Ihre Ausfahrten führten sie schon nach Einbeck und an den Edersee

Einmal die Woche, donnerstags, trifft sich die Mofa-Gang, wie Anni den losen Haufen nennt, bei Hodes. Manchmal machen sie kleine Ausfahrten, an den Wochenenden auch mal größere. Vor zwei Wochen waren sie am Edersee, „sechs Stunden Anfahrt“, sagt Philipp „Kernschi“ Kern (29), der seit 14 Jahren eine Bergsteiger, Baujahr 1972, fährt. Zuvor haben sie bereits das Motorrad-Depot des „PS.Speichers“ in Einbeck besucht. Ach, und Anni und Hodes knatterten vor zwei Jahren sogar einmal quer durch Deutschland (wir berichteten). Die meisten der Mofa-Gang sind auch Motorradfahrer, einige haben zudem Oldtimer.
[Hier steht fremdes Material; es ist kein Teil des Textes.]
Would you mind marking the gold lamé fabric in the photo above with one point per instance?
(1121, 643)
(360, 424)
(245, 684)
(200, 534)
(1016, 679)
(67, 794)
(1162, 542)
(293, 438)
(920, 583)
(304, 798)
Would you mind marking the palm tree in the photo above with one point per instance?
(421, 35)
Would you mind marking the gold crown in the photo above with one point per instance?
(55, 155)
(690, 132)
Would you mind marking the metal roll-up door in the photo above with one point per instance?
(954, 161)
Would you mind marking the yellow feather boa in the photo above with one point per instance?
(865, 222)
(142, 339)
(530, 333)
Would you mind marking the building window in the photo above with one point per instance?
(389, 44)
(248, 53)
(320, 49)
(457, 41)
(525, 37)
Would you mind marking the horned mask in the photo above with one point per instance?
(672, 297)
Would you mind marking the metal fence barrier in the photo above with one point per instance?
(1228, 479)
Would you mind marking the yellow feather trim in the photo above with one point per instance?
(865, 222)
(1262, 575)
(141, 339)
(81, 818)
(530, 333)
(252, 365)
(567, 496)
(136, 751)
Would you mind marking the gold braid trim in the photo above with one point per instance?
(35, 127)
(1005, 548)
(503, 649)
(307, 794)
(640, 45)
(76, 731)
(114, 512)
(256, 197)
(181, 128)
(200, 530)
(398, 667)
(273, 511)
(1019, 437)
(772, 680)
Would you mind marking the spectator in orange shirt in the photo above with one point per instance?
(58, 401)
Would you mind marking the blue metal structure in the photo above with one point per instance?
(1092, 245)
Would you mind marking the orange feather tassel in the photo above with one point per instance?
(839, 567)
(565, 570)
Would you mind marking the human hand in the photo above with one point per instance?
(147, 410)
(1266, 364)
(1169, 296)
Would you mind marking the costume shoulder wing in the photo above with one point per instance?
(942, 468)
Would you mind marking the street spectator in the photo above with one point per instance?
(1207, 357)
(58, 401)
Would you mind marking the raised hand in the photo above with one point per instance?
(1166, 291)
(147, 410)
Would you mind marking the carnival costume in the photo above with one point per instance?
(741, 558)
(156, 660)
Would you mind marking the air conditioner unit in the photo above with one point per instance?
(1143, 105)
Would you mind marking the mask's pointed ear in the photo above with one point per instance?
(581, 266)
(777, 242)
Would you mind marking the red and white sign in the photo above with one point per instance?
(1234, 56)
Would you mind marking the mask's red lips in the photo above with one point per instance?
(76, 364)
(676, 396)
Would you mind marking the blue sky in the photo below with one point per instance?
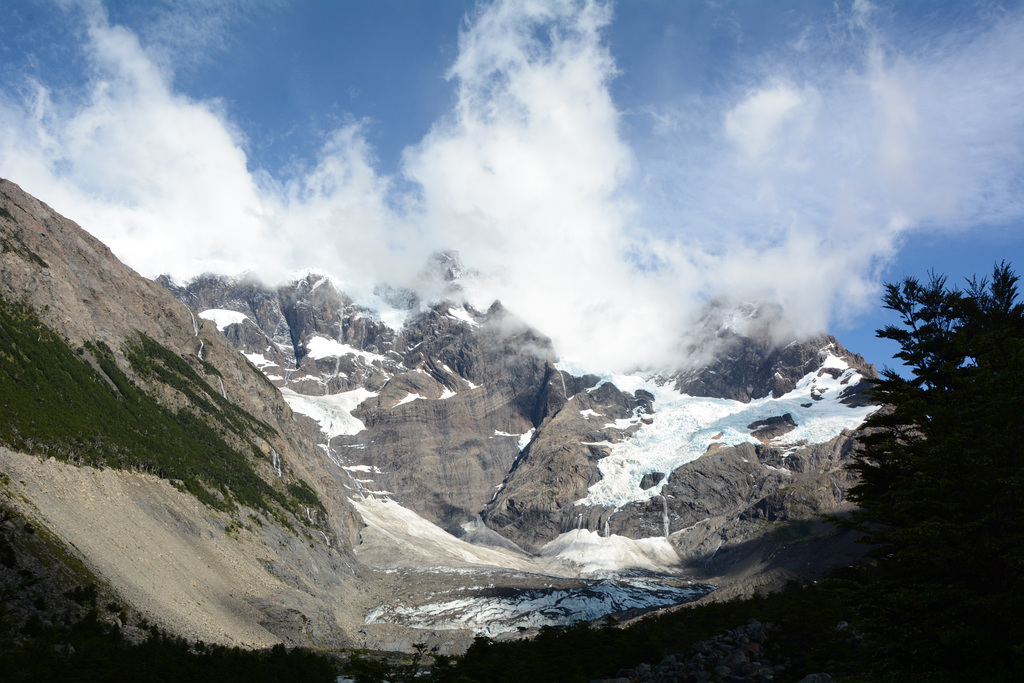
(605, 168)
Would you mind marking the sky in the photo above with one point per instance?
(603, 169)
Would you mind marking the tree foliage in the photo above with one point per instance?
(941, 481)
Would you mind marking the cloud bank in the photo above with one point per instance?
(793, 184)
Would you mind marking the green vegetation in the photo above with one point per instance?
(54, 402)
(941, 497)
(10, 243)
(59, 623)
(942, 480)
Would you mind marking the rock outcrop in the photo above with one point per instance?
(299, 564)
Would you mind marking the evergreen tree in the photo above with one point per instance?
(941, 480)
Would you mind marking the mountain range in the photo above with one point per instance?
(253, 464)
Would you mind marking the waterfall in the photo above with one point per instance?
(275, 461)
(665, 514)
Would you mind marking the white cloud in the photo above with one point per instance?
(794, 186)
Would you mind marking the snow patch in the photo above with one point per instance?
(223, 317)
(683, 427)
(332, 412)
(596, 554)
(463, 315)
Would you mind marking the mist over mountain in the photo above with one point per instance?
(591, 203)
(369, 474)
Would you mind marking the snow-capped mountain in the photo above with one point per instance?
(468, 419)
(394, 465)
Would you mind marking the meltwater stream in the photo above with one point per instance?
(492, 610)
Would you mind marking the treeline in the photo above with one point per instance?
(54, 402)
(941, 500)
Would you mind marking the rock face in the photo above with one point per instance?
(466, 414)
(445, 397)
(302, 564)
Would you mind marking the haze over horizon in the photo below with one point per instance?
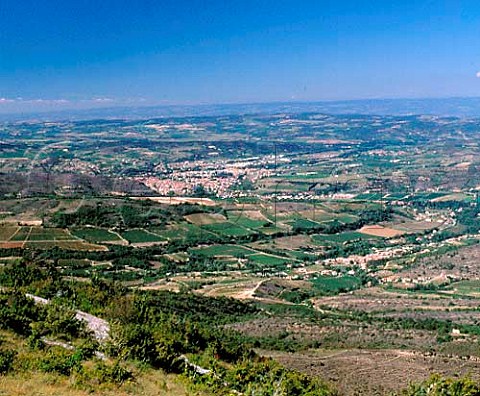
(76, 55)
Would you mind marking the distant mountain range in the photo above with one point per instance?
(457, 107)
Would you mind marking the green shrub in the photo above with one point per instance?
(7, 358)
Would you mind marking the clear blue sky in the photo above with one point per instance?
(84, 53)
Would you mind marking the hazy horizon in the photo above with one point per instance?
(80, 54)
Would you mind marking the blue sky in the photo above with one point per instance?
(85, 53)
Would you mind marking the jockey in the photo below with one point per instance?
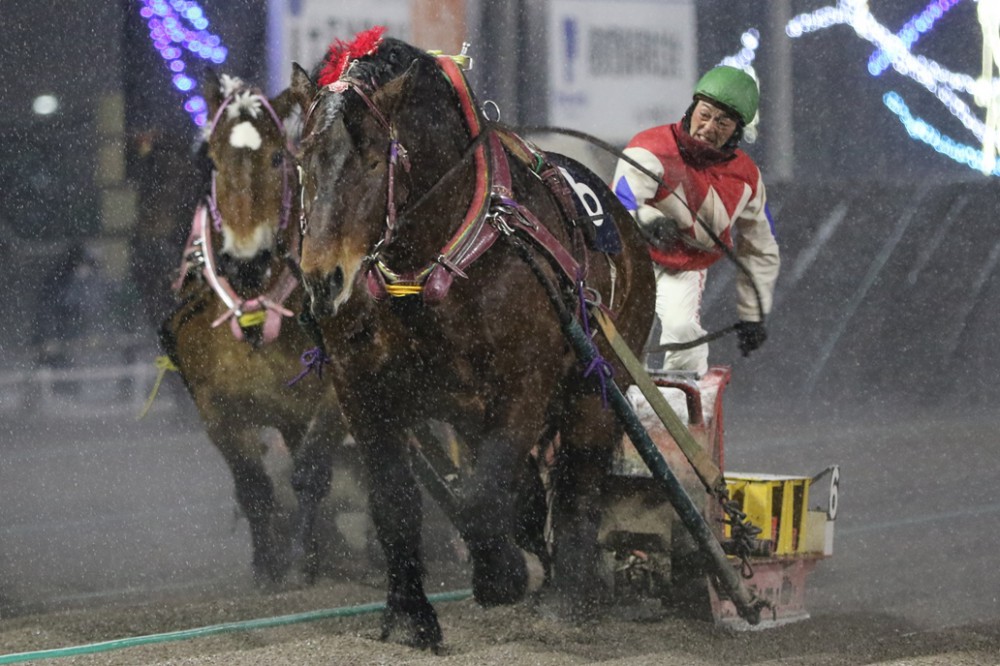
(710, 183)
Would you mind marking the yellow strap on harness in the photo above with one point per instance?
(704, 466)
(163, 364)
(256, 318)
(403, 289)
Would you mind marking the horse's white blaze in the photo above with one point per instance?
(351, 275)
(247, 246)
(245, 135)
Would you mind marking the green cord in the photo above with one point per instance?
(211, 630)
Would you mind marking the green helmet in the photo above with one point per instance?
(732, 88)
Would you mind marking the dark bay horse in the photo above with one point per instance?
(234, 335)
(429, 237)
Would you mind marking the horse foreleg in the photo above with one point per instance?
(499, 570)
(578, 481)
(395, 503)
(255, 496)
(311, 476)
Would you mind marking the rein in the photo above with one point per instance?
(728, 251)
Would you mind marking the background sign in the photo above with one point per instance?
(616, 68)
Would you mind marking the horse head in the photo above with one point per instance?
(253, 178)
(375, 140)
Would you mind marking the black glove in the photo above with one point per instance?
(751, 335)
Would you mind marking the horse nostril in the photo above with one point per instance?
(336, 281)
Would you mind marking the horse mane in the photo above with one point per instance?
(369, 57)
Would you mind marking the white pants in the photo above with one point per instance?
(678, 307)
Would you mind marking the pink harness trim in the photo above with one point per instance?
(198, 252)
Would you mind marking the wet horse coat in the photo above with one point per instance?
(399, 195)
(234, 336)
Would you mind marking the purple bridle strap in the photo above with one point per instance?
(312, 360)
(599, 365)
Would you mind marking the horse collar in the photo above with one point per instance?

Ihre Herzen schlagen für Motoren und Pferdestärken – auch wenn es nur wenig sind.

Einer knattert einmal die Woche von Bad Pyrmont nach Grohnde

Was begeistert am Kleinkraftrad? „Es ist entschleunigend“, sagt Justin Drewes (24), der mit einer Simson S51 aus Bad Pyrmont nach Grohnde gekommen ist. „Und günstig“, merkt er mit Blick auf den geringen Spritverbrauch an. „Es sind die Gerüche“, findet Anni, der von den Düften der Kornfelder schwärmt. „Das Zweitaktöl“, wirft Hodes lachend ein. „Man fühlt sich wieder wie 16“, sagt Pascal Knauer. „Damals hat man sich mit der Mofa die Welt erschlossen.“

Erja Kerstan mag besonders die gemeinsamen Touren, „das Gruppengefühl“. „Man sieht viel, kann sich beim Fahren unterhalten und die Leute freuen sich, wenn sie uns sehen.“ Kernschi bestätigt das: „Man fällt auf, kommt ins Gespräch.“ „Das Langsamsein, die Entschleunigung“ schätzt Matthias Knauer am Kleinkraftrad. „Vorher hatte ich eine 180-PS-Maschine, da ist der Tod etwas näher“, sagt er. Aber in dieser „schnelllebigen Zeit mit Handys und allem“ seien Mofas und Mopeds die passenden Gegenentwürfe.

Hier starrt keiner aufs Smartphone. Nur der Reporter ist getrieben und wird von Anni mit dem Mofa zurück zum Auto eskortiert.